BA Photography: Year of 2025

What you see here is a gathering of skill, endeavour and creative vision. It is also an archive of a journey, one that has seen the photographers featured here develop from passionate novices to confident and knowledgeable image makers. What these graduates also now know is that a photography education is not simply an exercise in developing technical aptitude. They have been asked and have asked themselves tough questions, learning to think with and through the image, a key, if not the currency of our time. They have come to understand that photographs are full of surprises, and that photography speaks to a plural world.  

 By its very nature, photography is impossible to pin down. No matter how many attempts are made to distil its essence, to write its language, to draw its diversity together into a neat package, it slips away, spills over and mutates. Even the most rudimentary definition of a light informed image can no longer be fully trusted. While it has become cliché to describe the contemporary cultural condition as one of radical uncertainty, it is worth reiterating that photography is pre-eminently placed to negotiate this moment. What better than a medium that is fundamentally indeterminate to address a world of indeterminacy? What better than a medium that draws from the world to interrogate its inconsistencies? What better than a medium that fools us to expose or prospect its illusions?   

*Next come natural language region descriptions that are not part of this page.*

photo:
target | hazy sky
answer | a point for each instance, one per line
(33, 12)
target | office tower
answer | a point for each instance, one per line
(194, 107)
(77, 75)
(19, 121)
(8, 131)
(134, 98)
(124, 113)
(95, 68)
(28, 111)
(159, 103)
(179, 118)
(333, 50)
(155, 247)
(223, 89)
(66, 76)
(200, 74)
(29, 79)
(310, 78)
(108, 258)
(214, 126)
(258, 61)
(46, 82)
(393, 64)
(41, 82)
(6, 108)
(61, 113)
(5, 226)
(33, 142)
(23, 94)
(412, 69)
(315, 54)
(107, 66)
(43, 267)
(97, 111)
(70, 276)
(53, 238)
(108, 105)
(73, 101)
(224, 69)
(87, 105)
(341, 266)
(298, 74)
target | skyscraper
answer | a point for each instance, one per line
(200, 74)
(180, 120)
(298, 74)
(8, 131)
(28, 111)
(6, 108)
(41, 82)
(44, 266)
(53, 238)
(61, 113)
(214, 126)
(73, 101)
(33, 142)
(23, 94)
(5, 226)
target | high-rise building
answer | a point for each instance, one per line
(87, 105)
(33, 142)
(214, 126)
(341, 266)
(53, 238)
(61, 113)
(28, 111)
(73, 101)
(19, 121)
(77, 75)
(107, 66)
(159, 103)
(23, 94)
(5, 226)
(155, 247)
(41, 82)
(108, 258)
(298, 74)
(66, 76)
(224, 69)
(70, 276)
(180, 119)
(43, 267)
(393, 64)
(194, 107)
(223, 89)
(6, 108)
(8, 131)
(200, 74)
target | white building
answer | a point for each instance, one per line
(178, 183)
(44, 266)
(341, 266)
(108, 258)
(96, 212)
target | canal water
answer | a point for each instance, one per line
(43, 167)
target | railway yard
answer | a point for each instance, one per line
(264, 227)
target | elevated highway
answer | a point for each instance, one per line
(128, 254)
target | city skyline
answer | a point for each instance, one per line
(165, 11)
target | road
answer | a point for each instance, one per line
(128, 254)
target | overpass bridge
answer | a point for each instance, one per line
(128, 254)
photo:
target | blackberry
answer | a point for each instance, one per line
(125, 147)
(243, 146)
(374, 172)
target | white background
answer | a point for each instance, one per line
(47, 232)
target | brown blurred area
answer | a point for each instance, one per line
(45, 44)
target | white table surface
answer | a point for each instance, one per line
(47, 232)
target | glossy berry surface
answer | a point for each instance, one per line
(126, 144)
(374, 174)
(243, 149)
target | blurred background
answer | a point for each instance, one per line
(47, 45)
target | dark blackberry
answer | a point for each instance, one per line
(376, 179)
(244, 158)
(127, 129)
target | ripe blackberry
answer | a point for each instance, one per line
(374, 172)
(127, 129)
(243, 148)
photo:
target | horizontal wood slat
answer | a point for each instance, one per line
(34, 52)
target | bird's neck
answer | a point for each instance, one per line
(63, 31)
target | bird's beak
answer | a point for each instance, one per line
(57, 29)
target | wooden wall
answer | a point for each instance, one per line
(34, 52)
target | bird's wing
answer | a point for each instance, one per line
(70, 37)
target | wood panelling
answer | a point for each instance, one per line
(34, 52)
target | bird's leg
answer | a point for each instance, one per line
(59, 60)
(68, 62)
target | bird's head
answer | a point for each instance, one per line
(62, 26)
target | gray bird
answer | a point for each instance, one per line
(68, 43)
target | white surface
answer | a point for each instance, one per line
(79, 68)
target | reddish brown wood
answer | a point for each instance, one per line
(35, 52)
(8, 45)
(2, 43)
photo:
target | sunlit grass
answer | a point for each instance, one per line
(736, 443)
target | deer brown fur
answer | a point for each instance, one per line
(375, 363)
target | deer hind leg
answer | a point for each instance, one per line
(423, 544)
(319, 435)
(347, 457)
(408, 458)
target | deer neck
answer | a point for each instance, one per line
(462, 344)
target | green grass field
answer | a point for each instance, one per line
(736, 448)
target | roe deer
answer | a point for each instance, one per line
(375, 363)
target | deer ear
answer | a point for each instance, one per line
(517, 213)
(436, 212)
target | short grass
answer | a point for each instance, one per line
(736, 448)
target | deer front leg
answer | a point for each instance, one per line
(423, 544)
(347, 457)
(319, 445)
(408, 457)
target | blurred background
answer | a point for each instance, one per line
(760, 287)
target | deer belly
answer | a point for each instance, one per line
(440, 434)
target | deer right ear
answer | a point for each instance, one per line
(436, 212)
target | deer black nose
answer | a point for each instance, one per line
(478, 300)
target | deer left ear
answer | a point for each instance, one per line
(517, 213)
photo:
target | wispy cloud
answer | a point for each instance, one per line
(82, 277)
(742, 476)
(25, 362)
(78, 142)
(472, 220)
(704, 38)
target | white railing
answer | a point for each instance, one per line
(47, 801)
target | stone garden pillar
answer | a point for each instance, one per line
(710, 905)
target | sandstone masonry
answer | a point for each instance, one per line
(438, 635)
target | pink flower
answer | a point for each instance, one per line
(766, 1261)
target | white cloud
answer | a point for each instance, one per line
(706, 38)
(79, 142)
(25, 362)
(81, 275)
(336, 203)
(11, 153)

Nonetheless, to successfully find one’s way through all this is no given. It takes patience, commitment, and a willingness to fail, try again, and fail better. That these graduates have done this against a backdrop of powerful ideological forces and the widespread philistinism that seems to have gripped this nation is alone sufficient reason to celebrate. However, we should also celebrate the impressively wide variety of approaches this year’s cohort have taken to their subject. From the so-called commercial photographers who understand the role of artifice better than most, to those whose work explores the complexity of our relationship to self, family, culture and the digital, what you see here are frequently powerful and always singular responses to a central provocation to realise a vision and find a voice.  

The world is an undeniably richer place when it is open, polyvocal and resisting those forces that would shut down difference in favour of homogeneity and standardisation. That our subject is home to such an abundance of creative possibility provides a wonderful platform to embrace and contribute to such a world. These graduates leave us with the skills and knowledge to shape that world in important ways and it is exciting to think where they might go next.